4.5 Directional hypotheses
As you may recall from an earlier discussion, directional hypotheses are refered to as one-tailed hypotheses. These hypotheses use iequality signs in their statements. To test a directional hypothesis, you would be expected to perform a one-tailed test, which aims to verify whether the data from the sample supports the anticipated direction of the relationship or difference.
To conduct a one-tailed test, decision-makers establish a critical value to determine whether to reject or retain the null hypothesis. This process typically involves setting a significance level (α). For instance, when α = 0.05, the z critical value for a one-tailed test in a normal distribution is 1.65.
You may notice that the z critical value of 1.65 for a one-tailed test with α = 0.05 differs from the 1.96 used in two-tailed tests. This difference arises from the nature of these tests and how they distribute the significance level. In a one-tailed test, we focus on only one direction of the distribution (either upper or lower tail). Consequently, we allocate the entire α (0.05) to one tail of the distribution. To understand this better, consider that if one tail is associated with 0.05, then both tails would be associated with 2 x 0.05 = 0.10, which is equivalent to a 90% confidence level. At a 90% confidence level, the z-score equals 1.65. This relationship explains why we use 1.65 as the z critical value in one-tailed tests with α = 0.05, rather than the 1.96 used in two-tailed tests at the same significance level.
In this case:
- The null hypothesis would be rejected if the z-statistic exceeds 1.65.
- Only the upper tail region of the distribution is considered for rejection in a one-tailed test.
- The area in the tail above z = +1.65 represents 0.05 of the distribution.
Unlike in a two-tailed test, the alpha level does not need to be divided by two for a one-tailed test.
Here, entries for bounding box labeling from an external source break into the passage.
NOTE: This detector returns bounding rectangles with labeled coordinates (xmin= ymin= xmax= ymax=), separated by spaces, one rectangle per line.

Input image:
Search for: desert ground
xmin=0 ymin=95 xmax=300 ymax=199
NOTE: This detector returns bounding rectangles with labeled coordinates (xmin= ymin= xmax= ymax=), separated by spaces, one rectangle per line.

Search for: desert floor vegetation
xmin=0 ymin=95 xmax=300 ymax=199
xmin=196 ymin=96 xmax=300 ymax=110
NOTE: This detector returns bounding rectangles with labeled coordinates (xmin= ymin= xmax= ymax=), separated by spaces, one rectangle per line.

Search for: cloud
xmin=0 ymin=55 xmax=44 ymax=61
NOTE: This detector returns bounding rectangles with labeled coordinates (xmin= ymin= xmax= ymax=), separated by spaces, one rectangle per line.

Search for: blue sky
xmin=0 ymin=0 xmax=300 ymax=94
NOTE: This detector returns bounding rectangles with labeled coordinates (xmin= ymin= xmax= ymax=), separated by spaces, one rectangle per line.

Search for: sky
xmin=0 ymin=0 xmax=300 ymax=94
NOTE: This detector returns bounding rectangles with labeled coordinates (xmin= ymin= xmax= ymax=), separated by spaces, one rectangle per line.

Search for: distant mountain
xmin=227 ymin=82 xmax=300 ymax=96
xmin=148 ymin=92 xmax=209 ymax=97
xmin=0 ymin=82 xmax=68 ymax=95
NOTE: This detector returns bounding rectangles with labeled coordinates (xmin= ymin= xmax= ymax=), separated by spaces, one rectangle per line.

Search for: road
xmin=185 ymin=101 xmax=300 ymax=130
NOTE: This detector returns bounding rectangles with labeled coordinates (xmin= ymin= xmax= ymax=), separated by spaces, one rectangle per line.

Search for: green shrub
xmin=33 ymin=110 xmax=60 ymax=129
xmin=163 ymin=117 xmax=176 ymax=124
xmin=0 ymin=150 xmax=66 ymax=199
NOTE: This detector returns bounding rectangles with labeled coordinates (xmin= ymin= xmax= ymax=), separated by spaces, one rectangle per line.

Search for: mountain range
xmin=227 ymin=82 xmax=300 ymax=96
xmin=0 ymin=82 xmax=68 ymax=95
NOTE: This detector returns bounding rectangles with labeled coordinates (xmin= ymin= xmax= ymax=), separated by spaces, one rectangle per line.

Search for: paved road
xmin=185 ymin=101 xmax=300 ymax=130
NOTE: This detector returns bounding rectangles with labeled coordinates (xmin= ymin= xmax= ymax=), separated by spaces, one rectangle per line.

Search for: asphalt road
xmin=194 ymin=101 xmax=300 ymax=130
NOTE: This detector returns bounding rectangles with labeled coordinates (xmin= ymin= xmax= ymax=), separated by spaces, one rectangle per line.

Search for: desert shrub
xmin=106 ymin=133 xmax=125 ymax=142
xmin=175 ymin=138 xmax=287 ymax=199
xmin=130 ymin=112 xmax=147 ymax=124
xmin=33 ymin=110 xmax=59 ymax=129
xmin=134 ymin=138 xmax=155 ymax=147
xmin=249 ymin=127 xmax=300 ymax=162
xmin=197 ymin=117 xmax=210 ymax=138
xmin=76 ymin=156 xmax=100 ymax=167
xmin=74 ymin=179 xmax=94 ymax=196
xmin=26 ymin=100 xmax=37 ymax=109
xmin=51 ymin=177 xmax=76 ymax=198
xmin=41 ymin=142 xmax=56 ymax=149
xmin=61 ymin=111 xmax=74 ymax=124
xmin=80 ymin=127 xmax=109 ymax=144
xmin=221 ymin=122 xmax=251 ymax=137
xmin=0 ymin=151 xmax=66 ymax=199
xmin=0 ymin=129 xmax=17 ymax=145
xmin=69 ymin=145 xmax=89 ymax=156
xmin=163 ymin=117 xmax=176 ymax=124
This approach allows decision-makers to focus on detecting effects in a specific direction, making it particularly useful when there’s a strong theoretical or practical reason to expect a particular outcome.
In summary, decision-makers use one-tailed tests to evaluate directional hypotheses, which predict the direction of a difference or association between two variables. The critical value for these tests depends on the chosen significance level (α), and the test aims to determine if the data supports the predicted direction.
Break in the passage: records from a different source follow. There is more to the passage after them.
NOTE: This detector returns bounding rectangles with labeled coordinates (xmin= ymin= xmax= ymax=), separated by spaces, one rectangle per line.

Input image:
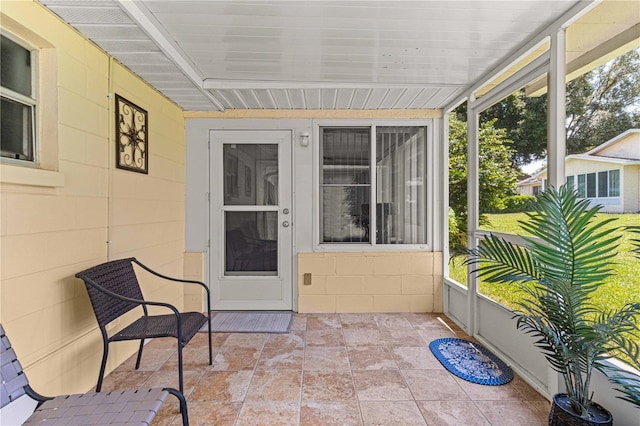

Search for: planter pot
xmin=549 ymin=393 xmax=613 ymax=426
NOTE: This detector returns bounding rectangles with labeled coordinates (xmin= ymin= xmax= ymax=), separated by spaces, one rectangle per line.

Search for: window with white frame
xmin=319 ymin=126 xmax=427 ymax=245
xmin=567 ymin=169 xmax=620 ymax=198
xmin=0 ymin=34 xmax=37 ymax=162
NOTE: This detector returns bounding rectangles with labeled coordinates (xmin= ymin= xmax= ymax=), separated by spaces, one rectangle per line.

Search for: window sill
xmin=0 ymin=164 xmax=65 ymax=188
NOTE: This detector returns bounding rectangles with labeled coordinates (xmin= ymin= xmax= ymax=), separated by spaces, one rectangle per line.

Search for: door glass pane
xmin=224 ymin=211 xmax=278 ymax=276
xmin=223 ymin=144 xmax=278 ymax=206
xmin=321 ymin=186 xmax=371 ymax=243
xmin=376 ymin=126 xmax=427 ymax=244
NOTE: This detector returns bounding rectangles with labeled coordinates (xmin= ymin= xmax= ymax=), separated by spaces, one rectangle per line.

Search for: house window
xmin=578 ymin=175 xmax=587 ymax=198
xmin=320 ymin=126 xmax=427 ymax=245
xmin=609 ymin=170 xmax=620 ymax=197
xmin=567 ymin=176 xmax=576 ymax=188
xmin=567 ymin=170 xmax=620 ymax=198
xmin=598 ymin=172 xmax=609 ymax=198
xmin=587 ymin=173 xmax=596 ymax=198
xmin=0 ymin=35 xmax=37 ymax=162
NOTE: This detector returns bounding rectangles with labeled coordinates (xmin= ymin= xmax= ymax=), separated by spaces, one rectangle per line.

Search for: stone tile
xmin=222 ymin=333 xmax=269 ymax=349
xmin=179 ymin=401 xmax=242 ymax=426
xmin=236 ymin=401 xmax=300 ymax=426
xmin=401 ymin=370 xmax=469 ymax=401
xmin=303 ymin=346 xmax=350 ymax=371
xmin=360 ymin=401 xmax=427 ymax=426
xmin=390 ymin=346 xmax=444 ymax=370
xmin=306 ymin=328 xmax=344 ymax=346
xmin=416 ymin=400 xmax=490 ymax=426
xmin=144 ymin=370 xmax=204 ymax=396
xmin=291 ymin=314 xmax=307 ymax=331
xmin=160 ymin=345 xmax=215 ymax=371
xmin=347 ymin=346 xmax=398 ymax=370
xmin=415 ymin=326 xmax=466 ymax=343
xmin=353 ymin=370 xmax=417 ymax=402
xmin=213 ymin=346 xmax=260 ymax=370
xmin=300 ymin=401 xmax=362 ymax=426
xmin=475 ymin=402 xmax=549 ymax=426
xmin=246 ymin=370 xmax=302 ymax=402
xmin=307 ymin=314 xmax=342 ymax=332
xmin=302 ymin=371 xmax=356 ymax=401
xmin=262 ymin=331 xmax=306 ymax=351
xmin=340 ymin=314 xmax=378 ymax=330
xmin=189 ymin=371 xmax=253 ymax=402
xmin=374 ymin=314 xmax=413 ymax=331
xmin=342 ymin=328 xmax=384 ymax=346
xmin=256 ymin=347 xmax=304 ymax=370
One-tailed tests are versatile and can be used for both "greater than" and "less than" scenarios. Let us consider an example to illustrate this flexibility:
Imagine a department store where management believes the average customer spend per visit is £65. However, the service manager suspects customers are spending less. We can formulate the following hypotheses:
- H0: µ ≥ £6
- H1: µ < £65
In this case, the null hypothesis (H0) states that the average spend is greater than or equal to £65, while the alternative hypothesis (H1) suggests it is less than £65.
To test this directional hypothesis, we conduct a one-tailed test. The alternative hypothesis predicts that the true value of µ will be lower than £65, so we focus on the lower tail of the normal distribution for our rejection region.
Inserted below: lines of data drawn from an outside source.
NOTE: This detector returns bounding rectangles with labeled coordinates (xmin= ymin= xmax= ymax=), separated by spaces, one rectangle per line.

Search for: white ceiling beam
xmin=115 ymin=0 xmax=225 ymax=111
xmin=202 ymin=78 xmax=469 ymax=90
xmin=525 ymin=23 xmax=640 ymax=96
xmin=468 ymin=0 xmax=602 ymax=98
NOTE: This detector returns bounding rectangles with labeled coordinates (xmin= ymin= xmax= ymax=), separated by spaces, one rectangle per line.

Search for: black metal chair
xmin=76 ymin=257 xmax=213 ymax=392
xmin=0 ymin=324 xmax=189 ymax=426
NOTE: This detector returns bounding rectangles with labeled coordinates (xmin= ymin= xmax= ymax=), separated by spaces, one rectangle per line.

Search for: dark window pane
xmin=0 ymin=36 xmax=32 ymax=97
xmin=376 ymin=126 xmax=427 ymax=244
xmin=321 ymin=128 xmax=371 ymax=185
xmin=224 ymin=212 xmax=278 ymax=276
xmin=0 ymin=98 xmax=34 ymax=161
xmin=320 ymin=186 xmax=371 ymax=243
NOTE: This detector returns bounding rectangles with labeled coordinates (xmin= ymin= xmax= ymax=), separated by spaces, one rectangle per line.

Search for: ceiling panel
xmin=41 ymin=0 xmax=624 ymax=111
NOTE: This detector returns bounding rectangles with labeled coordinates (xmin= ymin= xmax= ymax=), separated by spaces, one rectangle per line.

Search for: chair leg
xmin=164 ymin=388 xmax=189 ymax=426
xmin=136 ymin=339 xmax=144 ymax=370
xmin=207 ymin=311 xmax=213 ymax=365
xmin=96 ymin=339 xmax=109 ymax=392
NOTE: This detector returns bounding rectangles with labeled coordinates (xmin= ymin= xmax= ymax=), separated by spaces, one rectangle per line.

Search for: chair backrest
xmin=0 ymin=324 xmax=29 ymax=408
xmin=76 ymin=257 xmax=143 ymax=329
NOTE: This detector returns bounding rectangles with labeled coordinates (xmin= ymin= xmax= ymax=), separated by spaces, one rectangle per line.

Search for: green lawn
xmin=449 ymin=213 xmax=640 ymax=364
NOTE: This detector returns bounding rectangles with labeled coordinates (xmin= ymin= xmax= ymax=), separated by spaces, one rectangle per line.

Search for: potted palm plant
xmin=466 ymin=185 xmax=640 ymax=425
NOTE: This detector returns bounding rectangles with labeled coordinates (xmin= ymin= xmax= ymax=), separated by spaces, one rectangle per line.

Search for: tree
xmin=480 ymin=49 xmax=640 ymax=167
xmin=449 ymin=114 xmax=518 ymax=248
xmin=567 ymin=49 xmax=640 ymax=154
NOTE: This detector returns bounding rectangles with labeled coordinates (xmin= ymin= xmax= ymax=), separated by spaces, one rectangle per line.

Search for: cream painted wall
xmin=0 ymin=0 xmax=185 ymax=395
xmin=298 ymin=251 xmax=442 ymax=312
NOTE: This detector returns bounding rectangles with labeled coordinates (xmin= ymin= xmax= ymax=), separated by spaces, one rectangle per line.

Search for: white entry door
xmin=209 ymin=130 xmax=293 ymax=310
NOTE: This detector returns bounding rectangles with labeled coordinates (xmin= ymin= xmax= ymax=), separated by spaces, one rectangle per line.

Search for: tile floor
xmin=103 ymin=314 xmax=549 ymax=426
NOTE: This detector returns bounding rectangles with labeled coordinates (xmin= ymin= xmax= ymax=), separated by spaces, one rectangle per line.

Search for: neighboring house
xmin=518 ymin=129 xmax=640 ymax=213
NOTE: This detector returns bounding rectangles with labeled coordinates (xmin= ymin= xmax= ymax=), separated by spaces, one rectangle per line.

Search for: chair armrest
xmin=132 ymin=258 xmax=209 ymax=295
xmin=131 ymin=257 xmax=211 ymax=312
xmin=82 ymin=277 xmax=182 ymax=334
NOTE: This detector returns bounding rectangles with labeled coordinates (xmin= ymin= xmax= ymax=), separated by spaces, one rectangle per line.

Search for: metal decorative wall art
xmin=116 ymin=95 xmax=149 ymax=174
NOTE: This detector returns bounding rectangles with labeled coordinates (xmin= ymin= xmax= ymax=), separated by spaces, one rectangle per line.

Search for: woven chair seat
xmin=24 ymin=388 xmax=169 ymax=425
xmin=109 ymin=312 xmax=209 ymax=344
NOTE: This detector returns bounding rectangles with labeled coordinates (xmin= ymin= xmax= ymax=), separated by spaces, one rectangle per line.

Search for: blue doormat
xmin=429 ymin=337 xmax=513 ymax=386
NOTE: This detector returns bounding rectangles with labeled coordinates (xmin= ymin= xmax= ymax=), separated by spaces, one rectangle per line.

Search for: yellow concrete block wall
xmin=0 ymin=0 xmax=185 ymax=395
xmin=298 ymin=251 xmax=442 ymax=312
At an alpha level of 0.05, the z critical value for the lower tail is -1.65. This means we would reject the null hypothesis if our calculated z-statstic falls below -1.65. Graphically, this rejection region appears in the lower tail of the normal distribution curve.
In general, the one-tailed test is not restricted to a specific direction and can be used in either direction, depending on the research question and the hypothesis being tested. The test is utilised to determine if the data supports a directional hypothesis, and a critical value is established based on the significance level chosen for the test.